Grâce à son trait mouvant, sa découpe des planches quasi cinématographique et la justesse de ses propos, Alice VDM signe une première bande dessinée qui heurte et marque : Ma vie sans Billie. On y croise Lucas un trentenaire tranquille et sans histoire. Maître-nageur dans une piscine publique, il est apprécié aussi bien par ses collègues que par les visiteur·ses pour sa patience, sa pédagogie et sa gentillesse. Un soir, une présence vient chambouler son quotidien : Billie, une jeune femme aux cheveux roses, fumant clope sur clope et qui semble déterminée à squatter le canapé de Lucas malgré ses réticences. En un clin d’œil, elle prend ses aises et s’étale à la manière d’une créature tentaculaire, venue pour bouleverser la vie de son hôte de façon pernicieuse.
On n’arrive pas vraiment à saisir l’essence de Billie : s’agit-il d’une sœur surgissant à l’improviste ou bien de la personnification d’un profond sentiment de culpabilité ? Une chose est sûre, elle réveille en Lucas les échos de tristes souvenirs en lui annonçant que sa/leur mère est mourante. Cette même figure maternelle, avec qui il a volontairement rompu tout lien depuis dix ans, qui l’a maltraité durant toute son enfance en le rabaissant et l’humiliant quotidiennement. Dont il pensait être enfin guéri. Mais avec la présence oppressante de Billie, ses vieux cauchemars refont surface et le passé ressurgit douloureusement, par flash. Lucas est alors tiraillé entre l’affection qu’il éprouve toujours, le besoin de reconnaissance et le détachement complet et sans retour.

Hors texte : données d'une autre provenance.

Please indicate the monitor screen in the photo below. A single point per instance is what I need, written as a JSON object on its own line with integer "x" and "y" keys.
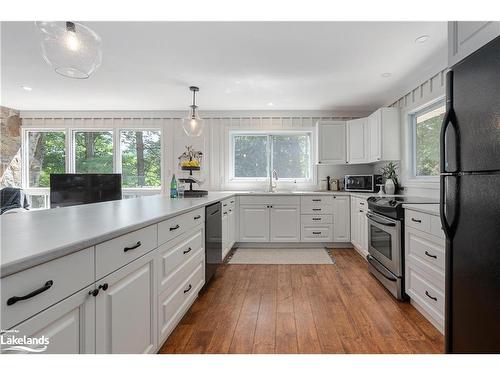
{"x": 71, "y": 189}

Alice VDM dépeint une lutte intérieure tenant de la survie pure, retranscrit l’emprise de la manipulation familiale, le poids des remords et des regrets. Lucas souffre d’anxiété, fait des crises d’angoisses et perd pied face à la nouvelle de la mort imminente de celle qui fut à la fois sa famille et sa tourmente. En parallèle Billie, oiseau de mauvais augure, l’écrase et le parasite, le hante. Son corps se déforme, et elle devient peu à peu la figure distendue d’un malaise grandissant. Est-elle réelle ? Est-elle la métaphore de sa conscience, une projection de sa mère ?
L’autrice traite également du deuil : celui de la fin d’une existence et celui de la rupture définitive et nécessaire d’un lien. Ma vie sans Billie aborde avec beaucoup de justesse cette relation toxique entre une mère et son fils, en dénoue l’enchevêtrement de sentiments et de souvenirs, pince la corde sensible des drames familiaux.
Un premier ouvrage très réussi, autour d’une thématique douloureuse et complexe.